Large population size compensated for slow switching

To understand the influence of such a reduced switching rate on adaptation, we examined the relation between the initial population size and the probability of adaptation. Theoretically, a smaller population size would be associated with fewer survival chances as the appearance of the fit cells per population (h−1population−1) was dependent on stochastic switching rate (h−1cell−1) and the population size (cells/population). The suppressed cells, which were grown in the presence of tryptophan and exposed to various levels of TMG (from 200 to 500 µM, Figure 2A, bottom panel), were sorted into fresh media containing the same level of TMG but without tryptophan. One, 10, 100 and 1,000 cells were collected as the initial populations under each culture condition. As a control, the induced cells, exposed to 200 µM TMG with a history of 1,000 µM TMG pre-induction (Figure 2A, upper panel), were also sorted into fresh media containing the same amount of TMG but without tryptophan. Twelve replicates of each population size under each condition (3 for control) were monitored for 1 week. Growth in each well was identified by eyes and the number of the well of growing cells was counted (details in Materials and Methods). Note that longer incubation time did not alter the results.
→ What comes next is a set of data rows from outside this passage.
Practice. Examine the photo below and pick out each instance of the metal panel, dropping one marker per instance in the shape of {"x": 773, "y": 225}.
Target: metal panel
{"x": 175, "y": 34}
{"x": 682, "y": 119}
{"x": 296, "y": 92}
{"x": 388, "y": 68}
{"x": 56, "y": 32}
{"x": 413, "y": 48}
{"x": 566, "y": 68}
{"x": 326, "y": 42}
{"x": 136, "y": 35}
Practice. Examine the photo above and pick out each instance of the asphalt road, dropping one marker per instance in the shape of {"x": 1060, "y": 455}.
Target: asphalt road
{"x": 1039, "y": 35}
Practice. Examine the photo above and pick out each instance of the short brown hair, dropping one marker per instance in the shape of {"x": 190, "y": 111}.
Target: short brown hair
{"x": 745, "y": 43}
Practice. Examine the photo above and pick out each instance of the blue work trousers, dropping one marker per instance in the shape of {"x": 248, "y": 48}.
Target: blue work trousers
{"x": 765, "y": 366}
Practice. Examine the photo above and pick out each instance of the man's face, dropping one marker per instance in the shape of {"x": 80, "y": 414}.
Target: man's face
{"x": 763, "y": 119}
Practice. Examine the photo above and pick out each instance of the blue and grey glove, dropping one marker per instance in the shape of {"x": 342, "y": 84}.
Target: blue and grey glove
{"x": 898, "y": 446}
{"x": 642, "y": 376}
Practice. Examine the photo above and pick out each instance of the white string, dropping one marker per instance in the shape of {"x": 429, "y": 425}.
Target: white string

The probability of population adaptation was evaluated as the ratio of the number of wells with growing cells to the total well number. The probability of population adaptation was positively correlated with both the population size and increasing TMG concentration (Figure 5A). For example, only half of the cells in the 100-cell populations showed propagation in the presence of 300 µM TMG, while all those in the 1,000-cell populations proliferated (Figure 5A, grey line). When the TMG concentration was raised to 400 µM, all cells in the 100-cell populations showed adaptation (Figure 5A, dark grey line). In contrast, all cells in the populations starting from induced cells proliferated independent of the population size (Figure 5B). Lack of dependence on population size was also observed when sorting the suppressed cells (Figure 2A, bottom panel) to tryptophan-containing medium in the absence of TMG (Figure 5C). As the switching rate was reduced by one hundredfold due to tryptophan depletion (Figure 4C), the relatively large population size was crucial for sustaining such slow switching populations and to wait for the appearance of fit cells. In summary, the quantitative relation between the population size and the survival chance not only validated the markedly reduced switching rate but also verified the impact of the population size to sustenance.
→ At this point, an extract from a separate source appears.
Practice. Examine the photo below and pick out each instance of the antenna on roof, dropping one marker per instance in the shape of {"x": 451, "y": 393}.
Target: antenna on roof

Figure 5. Persistence of population adaptation against reduced population size.

Figure 5

Probability of adaptation of the cell population, ratio of wells with cell proliferation to total wells, is plotted over the number of cells in the initial population (population size) after collection through cell sorting. A. Probability of population adaptation for suppressed cells exposed to different TMG concentrations (from 200 to 500 µM) in the absence of tryptophan. The TMG concentration is shown in greyscale. B. Probability of population adaptation for induced cells, exposed to 200 µM TMG but with a history of 1,000 µM TMG in advance (Figure 2, upper panel), in the absence of tryptophan with the same TMG concentration. (c) Probability of populational adaptation for suppressed cells, exposed to 200 µM TMG, in the presence of tryptophan with the same TMG concentration.

Discussion

We modified the lactose utilisation network by introducing the rewired trpC, an essential gene for tryptophan biosynthesis, into a positive feedback circuit. The rewired cells formed two discrete phenotypes, the induced and suppressed states, with regard to respect to the fit (tryptophan synthesis) and unfit (no synthesis) states under tryptophan-depleted conditions, particularly in the presence of 300 µM TMG. Our study showed that stochastic switching from the suppressed to the induced state rescued the cell population under conditions of tryptophan starvation, and the switching rate was inconstant and highly dependent on external tryptophan. Both nutritional status and population size played crucial roles in the success of stochastic switching-mediated adaptation.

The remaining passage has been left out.